We and today's fresh-faced interns do have something in common: the one person who taught or will teach us how to really be doctors: a seasoned, bright nurse.
If, like me, you are an ob/gyn of a certain age, you well remember being thrown onto the wards after a 1-day orientation. The senior residents provided the bulk of our training and it wasn't long before we were on every other or every third night. Over the next 4 years, we learned how to do a competent pelvic exam, put on forceps, and conduct vaginal breech deliveries after we had induced deep epidural anesthesia. We could perform a credible MMK and carry out a vaginal hysterectomy and A&P repair in under 45 minutes.
In 2006, Yale interns get a 14-day orientation, including lectures on everything from electronic order entry and electronic medical records to professionalism.
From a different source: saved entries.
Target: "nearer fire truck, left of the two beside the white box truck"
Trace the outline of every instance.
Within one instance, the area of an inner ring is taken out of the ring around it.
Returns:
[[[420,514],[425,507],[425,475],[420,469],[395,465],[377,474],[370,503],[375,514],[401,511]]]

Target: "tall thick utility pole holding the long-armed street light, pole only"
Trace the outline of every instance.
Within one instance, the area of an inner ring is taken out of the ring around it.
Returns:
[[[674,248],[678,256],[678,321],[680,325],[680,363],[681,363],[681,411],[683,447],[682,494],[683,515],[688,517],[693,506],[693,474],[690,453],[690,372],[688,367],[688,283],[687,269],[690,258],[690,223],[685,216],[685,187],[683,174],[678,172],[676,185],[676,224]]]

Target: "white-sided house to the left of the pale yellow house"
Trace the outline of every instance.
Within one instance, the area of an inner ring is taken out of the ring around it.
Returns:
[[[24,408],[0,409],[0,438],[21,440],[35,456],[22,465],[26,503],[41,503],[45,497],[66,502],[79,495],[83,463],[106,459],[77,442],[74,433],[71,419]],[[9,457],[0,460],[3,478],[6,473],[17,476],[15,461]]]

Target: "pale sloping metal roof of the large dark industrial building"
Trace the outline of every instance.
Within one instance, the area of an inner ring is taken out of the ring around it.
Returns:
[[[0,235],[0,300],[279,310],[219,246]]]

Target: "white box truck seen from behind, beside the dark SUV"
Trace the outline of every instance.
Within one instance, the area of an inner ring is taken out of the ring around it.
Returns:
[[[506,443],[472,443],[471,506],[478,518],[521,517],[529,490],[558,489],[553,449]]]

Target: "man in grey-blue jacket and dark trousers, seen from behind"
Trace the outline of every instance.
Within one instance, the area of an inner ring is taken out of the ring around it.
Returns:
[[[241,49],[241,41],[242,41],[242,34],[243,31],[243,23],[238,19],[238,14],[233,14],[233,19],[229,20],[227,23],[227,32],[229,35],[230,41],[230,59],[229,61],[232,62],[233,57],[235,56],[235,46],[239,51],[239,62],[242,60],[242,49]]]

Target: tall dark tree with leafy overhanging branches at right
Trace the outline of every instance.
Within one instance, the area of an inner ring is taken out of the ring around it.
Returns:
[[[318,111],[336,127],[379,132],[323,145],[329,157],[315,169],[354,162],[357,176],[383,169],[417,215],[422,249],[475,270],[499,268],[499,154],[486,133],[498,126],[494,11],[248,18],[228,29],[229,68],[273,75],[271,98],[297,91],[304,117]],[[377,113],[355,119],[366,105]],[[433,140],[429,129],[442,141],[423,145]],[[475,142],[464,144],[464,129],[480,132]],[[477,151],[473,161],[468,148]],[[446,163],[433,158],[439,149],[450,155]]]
They receive HIPAA, electronic fetal monitoring, and ACLS certification, are put through a day-long surgical skills training module, and get lectured on everything from critical care to how to fill out their duty hour forms. Over the next 4 years, residents will learn to perform 3-D gynecologic and obstetric ultrasounds, counsel patients about complex genetic disorders, master transobturator sling placement, and perform advanced laparoscopic surgeries, all within the confines of an 80-hour workweek.
When I was an intern, Mrs. Morris corrected the way I drew blood, started IVs, triaged patients, read fetal monitor strips, assessed fetal weights, walked, talked, and wore scrubs. I remember as if it were yesterday being a new second-year resident and Rita standing behind me while I put on my first pair of Simpson's and began tugging. I felt a tap on the shoulder as she said, "Moishe"-her name for all residents, most of whom where Catholics or WASPs-"pull down first." By the time I graduated, I had accumulated about 250 forceps deliveries, all without adverse sequelae for either mom or baby.
Rita also knew when not to scold. When I did screw up or when disasters struck, she was there to comfort. She did her best to prevent us from making mistakes but well understood that good judgment comes from experience and experience often comes from bad judgment. Rita was there for the good times-marriages, births, birthdays-and the bad ones-illnesses, deaths, divorces-always ready to offer wonderful life advice. She also had outstanding helpers: her nurses. Rita's staff were equally unshy about offering residents and attendings "advice" and made all of us (or at least, most of us) more compassionate and empathetic physicians, as well as technically competent ones. Rita set the stage and created the atmosphere for clinical excellence. She practiced team training 25 years before it was "invented."
Rita Morris was the youngest of nine surviving children of Italian immigrants. Her mother died in September 1943, the month Rita entered nursing school. She married and had children, but in the late 1950s, found herself a single mother raising three boys. To make ends meet, Rita went to work part-time at Pennsylvania Hospital. Once her kids were in school, she began working full-time on L&D. Over the next four decades, she rose to become the head nurse and a fixture in the hospital administration.